只是他的眉头紧锁,眼神不时瞟向黄政手边那部安静着的卫星电话。
黄政靠在椅背上,仰头望着夜空。今晚的云层很厚,遮住了星月,只有远处大康市区透过来的一点橙红色的光污染,把天边染成暗淡的绛紫色。
他没有说话,只是慢慢喝着茶,像是在等什么。
桌上的卫星电话突然震动起来,在寂静的夜色里格外刺耳。
黄政看了一眼来电显示,立刻坐直身体:“是温书记。”
柳志强和张狂同时停止了交谈,目光聚焦在那部手机上。
黄政按下免提键,将手机放在圆桌中央。
“温书记。”黄政的声音平稳。
(“黄政组长,”
温布里的声音从听筒里传来,带着长途电波特有的轻微失真,但语气中的凝重清晰可辨:
“最新消息。白敬业今天下午通过郑见远,偷偷办理了全家五本护照。
杨伟书记的意思是……对白明的审讯,能否提前?”)
黄政的眉头微微一挑。他没有立刻回答,而是看了一眼对面的柳志强和张狂。
两人的脸色都沉了下来。
(“温书记,”
黄政说,“一定要对白敬业保持二十四小时监控,绝不能让他跑了。
如果省厅人手不够,可以向何明司令员申请支援。
军区的人,可以装扮成便衣,不违反规定。”)
温布里沉默了两秒,声音里透着为难:
(“黄组长,就算军区的人也只能远程监视。
对一个在职的正省级干部进行监控,没有确凿的犯罪证据作为依据,是不符合程序规定的。
杨书记、老团长那边……也很难直接下令。”)
他顿了顿,压低声音:
(“现在最关键的是证据。只要拿到白敬业直接参与走私或者受贿的铁证。
你们联合巡视组就可以名正言顺地对他采取措施。
在这之前,我们也只能……”)
(“规矩。”
黄政轻轻重复了一遍这个词,语气平静,但柳志强敏锐地捕捉到了他眼神里一闪而过的锐利锋芒:
“行,我明白了。我们这边尽快。”)
“拜托了。”温布里说,“杨书记说,省委无条件支持你们的工作。

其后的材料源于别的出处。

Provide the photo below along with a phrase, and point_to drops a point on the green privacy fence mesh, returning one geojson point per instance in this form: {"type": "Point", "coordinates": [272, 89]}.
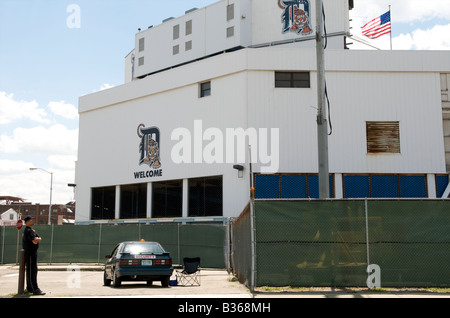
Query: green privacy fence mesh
{"type": "Point", "coordinates": [90, 244]}
{"type": "Point", "coordinates": [323, 243]}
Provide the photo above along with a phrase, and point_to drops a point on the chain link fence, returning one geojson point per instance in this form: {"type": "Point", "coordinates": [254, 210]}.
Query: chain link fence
{"type": "Point", "coordinates": [331, 243]}
{"type": "Point", "coordinates": [90, 244]}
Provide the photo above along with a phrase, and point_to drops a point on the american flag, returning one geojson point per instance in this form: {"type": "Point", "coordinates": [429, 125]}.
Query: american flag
{"type": "Point", "coordinates": [378, 27]}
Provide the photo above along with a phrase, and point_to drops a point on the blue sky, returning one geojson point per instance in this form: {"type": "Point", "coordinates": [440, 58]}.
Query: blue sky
{"type": "Point", "coordinates": [45, 66]}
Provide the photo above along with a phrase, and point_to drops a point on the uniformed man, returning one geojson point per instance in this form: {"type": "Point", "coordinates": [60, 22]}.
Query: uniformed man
{"type": "Point", "coordinates": [31, 242]}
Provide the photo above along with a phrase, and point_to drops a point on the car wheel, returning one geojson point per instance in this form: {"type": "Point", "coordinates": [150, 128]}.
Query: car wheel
{"type": "Point", "coordinates": [165, 280]}
{"type": "Point", "coordinates": [106, 281]}
{"type": "Point", "coordinates": [116, 280]}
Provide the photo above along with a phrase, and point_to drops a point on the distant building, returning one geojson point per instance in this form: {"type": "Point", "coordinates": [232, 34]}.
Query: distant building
{"type": "Point", "coordinates": [61, 213]}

”
电话挂断。
黄政没有立刻放下手机,而是将屏幕朝下扣在桌面上,发出“啪”的一声轻响。
他端起茶杯,喝了一大口已经半凉的茶水,然后看向柳志强和张狂。
“你俩怎么看?”
张狂挠了挠头,把茶杯往桌上一顿:
(“这个节骨眼上,偷偷办护照?这不是不打自招是什么?
白敬业好歹也是正部级干部,做了几十年官,怎么这么沉不住气?”)
柳志强苦笑:
(“他不是沉不住气,他是太聪明了。
他知道黄组长这次来澄江,不是走走过场。
他猜到白明落在我们手里,哪怕现在还没开口,也迟早会开口。
与其坐以待毙,不如早做准备——能跑就跑,跑不了至少留条后路。”)
张狂皱眉:
(“可是白明那个账册,我翻来覆去看了三遍。
王猛、上官文,一个不落,清清楚楚。
唯独没有白敬业的名字,连一笔钱、一次接触都没记。这不正常。”)
(“不正常就对了。”
黄政放下茶杯,手指在桌沿上轻轻敲击,
“白明不是不记,是不敢记。他知道自己干的事一旦败露,能保他的只有他爸。
如果把白敬业也写进账册,那就等于把父子俩捆在一起诈。他不傻。”)
柳志强若有所思地点点头,突然想起什么:
“说到白敬业……我总觉得这个人身上有些说不通的地方。”
“什么?”黄政看向他。
柳志强斟酌着措辞:
(“我从三年前调来澄江,就感觉白敬业有问题。
但问题在哪儿,又说不上来。你们说,一个省长,哪有天天下基层的?”)
张狂一愣:“下基层?这……这不是好事吗?”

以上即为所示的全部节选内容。